Outside, I've planted beets, peas, kale, lettuce, and red onions--all crops that can stand a little bit of cold.  I started my All Red, All Blue, and Rose Finn Apple potatoes using a tower method.  This is a great way to grow a lot of potatoes in a little bit of space.  I built mine with plastic chicken fencing which I cut horizontally, affixed in rounds with zip ties, and filled with a combination of hay and compost.  
Front to back:  1: kale & lettuce, 2: Spanish onions,
3: beets, and in the 4th box, peas... which are NOT in the house.
On the very right, looking like piles of hay, are the potato towers
Here's a better look at a potato tower:

The side yard, and now the front yard, are plagued with the weed of all weeds-- Bishop's Weed, the variegated form is known as Snow on the Mountain.  Both are illegal to plant in some states due to its ability to invade and choke out nearly everything in its path.  The moment the snow melted, there it was, an inch high.  Of course, I dug out what I could, but two weeks later, it's nearly a foot high.  

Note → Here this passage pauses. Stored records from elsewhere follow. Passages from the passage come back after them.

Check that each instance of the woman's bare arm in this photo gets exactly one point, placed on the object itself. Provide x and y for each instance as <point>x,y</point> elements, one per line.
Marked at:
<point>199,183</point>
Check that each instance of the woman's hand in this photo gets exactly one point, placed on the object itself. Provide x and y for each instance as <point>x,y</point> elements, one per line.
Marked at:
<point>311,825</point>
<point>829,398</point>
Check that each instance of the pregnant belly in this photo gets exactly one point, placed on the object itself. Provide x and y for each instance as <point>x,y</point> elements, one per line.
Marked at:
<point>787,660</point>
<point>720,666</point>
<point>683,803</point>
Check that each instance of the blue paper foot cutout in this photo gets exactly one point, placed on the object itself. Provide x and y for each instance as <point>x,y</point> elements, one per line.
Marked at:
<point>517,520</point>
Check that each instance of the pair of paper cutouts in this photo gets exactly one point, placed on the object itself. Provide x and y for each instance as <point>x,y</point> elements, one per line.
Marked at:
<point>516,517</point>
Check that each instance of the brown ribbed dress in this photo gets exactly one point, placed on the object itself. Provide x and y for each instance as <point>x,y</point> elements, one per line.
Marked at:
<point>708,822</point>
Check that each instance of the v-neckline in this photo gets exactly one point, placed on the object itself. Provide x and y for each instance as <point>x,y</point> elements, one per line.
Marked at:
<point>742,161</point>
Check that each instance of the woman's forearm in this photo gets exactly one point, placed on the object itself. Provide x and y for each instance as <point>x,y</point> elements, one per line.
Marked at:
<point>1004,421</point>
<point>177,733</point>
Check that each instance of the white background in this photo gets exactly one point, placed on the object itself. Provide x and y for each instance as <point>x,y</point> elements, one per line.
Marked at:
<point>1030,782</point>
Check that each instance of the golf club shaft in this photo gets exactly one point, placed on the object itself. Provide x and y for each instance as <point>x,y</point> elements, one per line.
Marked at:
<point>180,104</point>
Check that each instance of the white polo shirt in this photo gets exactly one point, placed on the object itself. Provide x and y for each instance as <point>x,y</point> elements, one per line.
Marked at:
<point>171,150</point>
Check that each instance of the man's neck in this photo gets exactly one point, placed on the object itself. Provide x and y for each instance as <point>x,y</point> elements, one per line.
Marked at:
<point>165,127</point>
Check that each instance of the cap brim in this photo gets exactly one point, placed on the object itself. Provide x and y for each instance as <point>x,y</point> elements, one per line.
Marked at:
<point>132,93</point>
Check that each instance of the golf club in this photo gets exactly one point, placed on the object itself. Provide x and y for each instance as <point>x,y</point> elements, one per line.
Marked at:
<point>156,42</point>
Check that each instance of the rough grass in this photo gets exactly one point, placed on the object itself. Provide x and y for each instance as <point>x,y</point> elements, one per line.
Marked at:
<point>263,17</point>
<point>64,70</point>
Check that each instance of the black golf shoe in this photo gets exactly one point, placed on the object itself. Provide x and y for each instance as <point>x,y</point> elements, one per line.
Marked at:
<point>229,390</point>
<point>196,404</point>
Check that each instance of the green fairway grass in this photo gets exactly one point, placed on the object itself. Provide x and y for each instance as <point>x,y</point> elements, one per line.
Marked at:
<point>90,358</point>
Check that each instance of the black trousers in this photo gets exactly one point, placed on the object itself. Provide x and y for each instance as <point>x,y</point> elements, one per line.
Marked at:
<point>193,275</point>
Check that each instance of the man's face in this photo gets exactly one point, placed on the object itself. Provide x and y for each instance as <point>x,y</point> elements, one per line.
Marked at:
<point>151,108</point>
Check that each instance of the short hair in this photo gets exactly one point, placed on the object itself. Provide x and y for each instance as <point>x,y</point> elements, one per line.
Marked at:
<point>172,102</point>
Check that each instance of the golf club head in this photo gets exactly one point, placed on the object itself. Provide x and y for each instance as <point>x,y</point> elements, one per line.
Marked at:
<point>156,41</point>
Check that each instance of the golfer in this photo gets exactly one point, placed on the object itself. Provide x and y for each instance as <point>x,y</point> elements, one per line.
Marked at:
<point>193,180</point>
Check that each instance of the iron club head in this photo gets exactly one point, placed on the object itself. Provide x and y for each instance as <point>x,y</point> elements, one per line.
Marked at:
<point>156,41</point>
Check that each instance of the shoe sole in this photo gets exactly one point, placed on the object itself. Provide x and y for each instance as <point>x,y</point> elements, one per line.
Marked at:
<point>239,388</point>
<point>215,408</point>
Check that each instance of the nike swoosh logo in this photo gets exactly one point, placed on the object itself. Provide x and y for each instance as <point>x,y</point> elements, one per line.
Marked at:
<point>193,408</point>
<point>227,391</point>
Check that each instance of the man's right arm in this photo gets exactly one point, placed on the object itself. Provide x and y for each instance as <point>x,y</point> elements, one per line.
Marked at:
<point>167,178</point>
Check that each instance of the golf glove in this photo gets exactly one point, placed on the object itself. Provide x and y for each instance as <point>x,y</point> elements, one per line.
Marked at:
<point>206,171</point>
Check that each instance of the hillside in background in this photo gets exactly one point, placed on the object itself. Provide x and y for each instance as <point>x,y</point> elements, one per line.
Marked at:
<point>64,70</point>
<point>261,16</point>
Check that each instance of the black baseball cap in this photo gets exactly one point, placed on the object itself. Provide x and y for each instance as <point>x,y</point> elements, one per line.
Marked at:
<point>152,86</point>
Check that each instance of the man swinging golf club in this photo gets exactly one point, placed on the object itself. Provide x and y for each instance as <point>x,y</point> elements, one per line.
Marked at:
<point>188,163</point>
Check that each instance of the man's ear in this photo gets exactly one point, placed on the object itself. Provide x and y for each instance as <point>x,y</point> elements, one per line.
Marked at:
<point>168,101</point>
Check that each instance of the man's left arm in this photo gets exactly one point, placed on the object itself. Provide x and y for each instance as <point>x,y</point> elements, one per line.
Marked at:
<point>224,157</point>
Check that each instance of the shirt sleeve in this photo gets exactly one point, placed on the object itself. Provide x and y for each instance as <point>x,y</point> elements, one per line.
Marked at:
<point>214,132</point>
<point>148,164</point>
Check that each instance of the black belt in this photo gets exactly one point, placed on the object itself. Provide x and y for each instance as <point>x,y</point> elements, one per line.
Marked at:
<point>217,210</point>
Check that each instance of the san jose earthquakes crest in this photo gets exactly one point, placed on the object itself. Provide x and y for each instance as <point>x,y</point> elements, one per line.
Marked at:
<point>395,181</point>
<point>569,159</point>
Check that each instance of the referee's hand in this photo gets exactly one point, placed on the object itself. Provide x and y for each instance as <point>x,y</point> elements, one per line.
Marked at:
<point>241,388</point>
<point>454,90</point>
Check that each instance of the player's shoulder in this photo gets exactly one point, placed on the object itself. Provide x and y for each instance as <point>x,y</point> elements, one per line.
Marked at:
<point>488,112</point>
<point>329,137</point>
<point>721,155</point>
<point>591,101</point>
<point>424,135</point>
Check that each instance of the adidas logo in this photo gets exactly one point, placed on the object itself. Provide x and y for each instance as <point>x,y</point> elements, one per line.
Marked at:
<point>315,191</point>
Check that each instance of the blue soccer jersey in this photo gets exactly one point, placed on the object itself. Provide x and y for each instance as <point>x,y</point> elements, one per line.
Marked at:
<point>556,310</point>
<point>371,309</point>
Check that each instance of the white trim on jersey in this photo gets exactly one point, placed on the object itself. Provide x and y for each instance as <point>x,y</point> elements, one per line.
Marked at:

No, I haven't weeded the walkway yet.  This used to be a perennial flower garden, until the weed spread from the neighbor's house.
The weed spreads via an extensive runner root system, the tiniest bit of which can sprout another plant.  You cannot just pull it out, as it has bits that shred, spawning-- you guessed it-- more plants.  It's like kudzu, the vine that took over Florida, but shorter.  For years I have mulched, put down weed barrier, newspaper, applied vinegar, and done everything in my organic bag of weed-fighting tricks to keep it from taking over, to no avail.  It doesn't look terrible, but I'd like to be able to have flowers in the side yard.  My friend Kim said the only way to get rid of it is to move out (she has it too).  In fact, it is all over our town.  My goal this season is to try to contain it to where it is, and work with it where it stands.  It does get some lovely Queen Anne-type flowers, so I think I can work with it as long as it doesn't penetrate the garden beds.  Okay, well, it's already in the garlic bed, but once that garlic is harvested, there will be some digging and weed barrier action going on.

Garlic, kale, and weeds
I have plenty on my to-do list for this summer, and I'll be working on that and of course, keeping you all updated.  More to come, and I promise not to get buried under so much work that posting becomes impossible.